Migration of endocrine and metabolism disrupting chemicals from plastic food packaging

Abstract

ABSTRACTPlastics constitute a vast array of substances, with over 16 000 known plastic chemicals, including intentionally and non-intentionally added substances. Toxicity and thousands of chemicals are extractable from plastics; however, the extent to which toxicity and chemicals migrate from everyday plastic products remains poorly understood. This study aims to characterize the endocrine and metabolism disrupting activity, as well as chemical composition of migrates from plastic food contact articles (FCAs) from four countries as significant sources of human exposure.

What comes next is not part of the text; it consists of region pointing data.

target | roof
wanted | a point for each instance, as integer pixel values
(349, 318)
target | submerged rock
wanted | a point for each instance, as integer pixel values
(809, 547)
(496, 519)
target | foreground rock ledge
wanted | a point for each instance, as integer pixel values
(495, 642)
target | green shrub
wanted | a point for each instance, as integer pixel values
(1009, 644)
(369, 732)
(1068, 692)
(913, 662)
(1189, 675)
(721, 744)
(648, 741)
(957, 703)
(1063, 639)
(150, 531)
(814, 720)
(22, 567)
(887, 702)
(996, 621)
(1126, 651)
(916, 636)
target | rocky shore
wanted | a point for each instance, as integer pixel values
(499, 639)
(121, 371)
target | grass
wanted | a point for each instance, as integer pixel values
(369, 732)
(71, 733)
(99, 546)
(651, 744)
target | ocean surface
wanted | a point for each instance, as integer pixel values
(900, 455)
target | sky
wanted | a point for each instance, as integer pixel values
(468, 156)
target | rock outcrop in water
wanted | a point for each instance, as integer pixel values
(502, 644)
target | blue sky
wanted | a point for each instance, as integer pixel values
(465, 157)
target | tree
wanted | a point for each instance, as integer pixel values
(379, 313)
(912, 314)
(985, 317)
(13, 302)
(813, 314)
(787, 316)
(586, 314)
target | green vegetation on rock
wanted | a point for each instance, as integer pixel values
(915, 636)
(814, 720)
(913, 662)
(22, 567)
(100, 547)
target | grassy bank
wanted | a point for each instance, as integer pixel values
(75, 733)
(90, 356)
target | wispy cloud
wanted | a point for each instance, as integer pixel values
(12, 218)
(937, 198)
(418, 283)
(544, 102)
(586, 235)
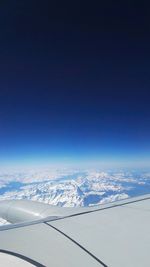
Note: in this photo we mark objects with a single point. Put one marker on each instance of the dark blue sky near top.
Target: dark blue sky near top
(74, 82)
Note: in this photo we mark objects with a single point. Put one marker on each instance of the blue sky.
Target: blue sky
(74, 88)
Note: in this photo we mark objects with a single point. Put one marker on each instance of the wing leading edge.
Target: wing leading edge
(111, 235)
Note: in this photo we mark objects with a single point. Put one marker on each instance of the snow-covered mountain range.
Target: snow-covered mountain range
(70, 188)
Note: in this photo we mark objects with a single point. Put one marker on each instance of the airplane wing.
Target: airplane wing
(112, 235)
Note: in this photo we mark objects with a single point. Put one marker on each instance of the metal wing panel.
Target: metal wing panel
(119, 236)
(46, 246)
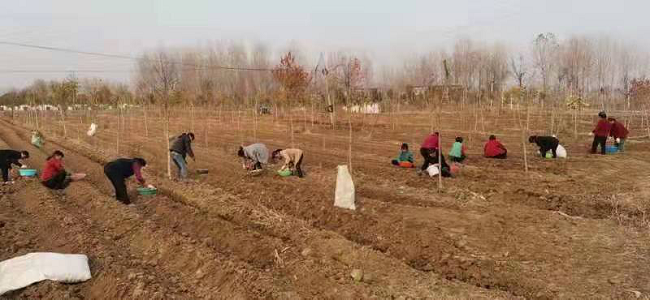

Additionally, strategies for prioritization of chemicals were explored. Fourteen plastic FCAs covering seven polymer types with high global market shares were migrated into water and a water-ethanol mixture as food simulants according to European regulations. The migrates were analyzed using reporter gene assays for nuclear receptors relevant to human health and non-target chemical analysis to characterize the chemical composition of the migrates. All FCA migrates interfered with at least two nuclear receptors, predominantly targeting pregnane X receptor. Moreover, peroxisome proliferator receptor gamma was broadly activated by the migrates, though mostly with lower potencies, while estrogenic and antiandrogenic activities were more selectively induced by specific FCAs. Fewer chemicals and less toxicity migrated into water compared to the water-ethanol mixture. The latter exhibited similar toxicity and number of chemicals as methanol extracts of the same FCAs. Novel strategies were employed to address the chemical complexity of FCAs and narrow down the list of potential active chemicals. By comparing the composition of multiple leachates of one sample and using stepwise partial least squares regressions, we successfully reduced the chemical complexity, pinpointed potential endocrine disruptors such as triphenyl phosphate and prioritized chemicals for further identification efforts. This study demonstrates the migration of endocrine and metabolism disrupting chemicals from plastic FCAs into food simulants, rendering a migration of these compounds into food and beverages probable.